In 2019, the World Bank had approved a $400 million project with the aim of broadening Pakistan’s narrow tax base and enhancing the very low tax-to-GDP ratio. After four years, the tax-to-GDP ratio has further fallen, and the World Bank has to be equally blamed for giving money for activities that do not require foreign funding.
Out of the $400 million, $80 million or Rs12.6 billion at that time had been allocated for upgrading the FBR’s outdated information technology system. The ECNEC approved a revision of the $80 million component, which at today’s exchange rate would hand over Rs21.5 billion to the FBR.
Out of the additional Rs8.8 billion, the government on Monday approved over Rs2 billion allocations to buy 155 vehicles for the FBR in a phased manner. The ECNEC also extended the project completion period from end 2024 to end 2025, which shows the failure of the $400 million WB funded project.

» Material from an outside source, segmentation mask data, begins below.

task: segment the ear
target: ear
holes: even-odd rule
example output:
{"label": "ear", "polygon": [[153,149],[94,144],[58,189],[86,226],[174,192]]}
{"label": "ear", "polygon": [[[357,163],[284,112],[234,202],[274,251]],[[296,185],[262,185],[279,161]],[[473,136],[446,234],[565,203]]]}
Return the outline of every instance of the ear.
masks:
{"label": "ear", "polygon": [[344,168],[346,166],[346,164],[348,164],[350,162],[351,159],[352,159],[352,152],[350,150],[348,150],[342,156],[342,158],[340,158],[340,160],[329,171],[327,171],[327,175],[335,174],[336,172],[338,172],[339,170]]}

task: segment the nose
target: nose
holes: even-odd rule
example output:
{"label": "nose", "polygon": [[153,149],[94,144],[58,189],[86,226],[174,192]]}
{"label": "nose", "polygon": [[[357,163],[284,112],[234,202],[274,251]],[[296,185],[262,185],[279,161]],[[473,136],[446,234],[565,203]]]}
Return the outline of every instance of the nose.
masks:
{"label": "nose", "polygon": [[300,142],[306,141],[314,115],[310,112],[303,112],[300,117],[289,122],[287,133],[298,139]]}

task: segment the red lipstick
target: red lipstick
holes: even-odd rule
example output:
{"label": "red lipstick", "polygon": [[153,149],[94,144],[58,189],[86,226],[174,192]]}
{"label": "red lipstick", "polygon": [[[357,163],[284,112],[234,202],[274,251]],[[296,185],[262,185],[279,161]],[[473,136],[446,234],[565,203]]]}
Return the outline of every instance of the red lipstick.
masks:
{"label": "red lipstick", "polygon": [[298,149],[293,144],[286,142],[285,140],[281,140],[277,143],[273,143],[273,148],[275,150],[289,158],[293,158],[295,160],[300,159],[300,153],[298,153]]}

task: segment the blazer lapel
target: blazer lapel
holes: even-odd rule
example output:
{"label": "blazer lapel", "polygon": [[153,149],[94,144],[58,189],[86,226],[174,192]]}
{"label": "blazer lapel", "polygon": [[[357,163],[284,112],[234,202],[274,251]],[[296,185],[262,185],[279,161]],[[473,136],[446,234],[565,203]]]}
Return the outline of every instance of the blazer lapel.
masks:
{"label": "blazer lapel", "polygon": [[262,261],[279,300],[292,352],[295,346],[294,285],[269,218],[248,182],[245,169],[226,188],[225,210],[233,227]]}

The ECNEC decided that the vehicles would be procured after the end of the current austerity period in June next year, and it has also defined the specifications.
The ECNEC approved the Dualization of Rawalpindi-Kahuta Road at a revised rationalised cost of Rs23.5 billion, which is 81% higher than the original cost of the project.
The ECNEC revised the project Infrastructure Up-gradation of Karachi Shipyard and Engineering Works (KSEW) and approved it at a cost of Rs10.7 billion, which is Rs8 billion higher than the originally approved estimates. The project envisages renewed underwater repair capability and concrete rehabilitation works for the restoration of existing two dry docks for ships/submarines.
Published in The Express Tribune, July 28th, 2023.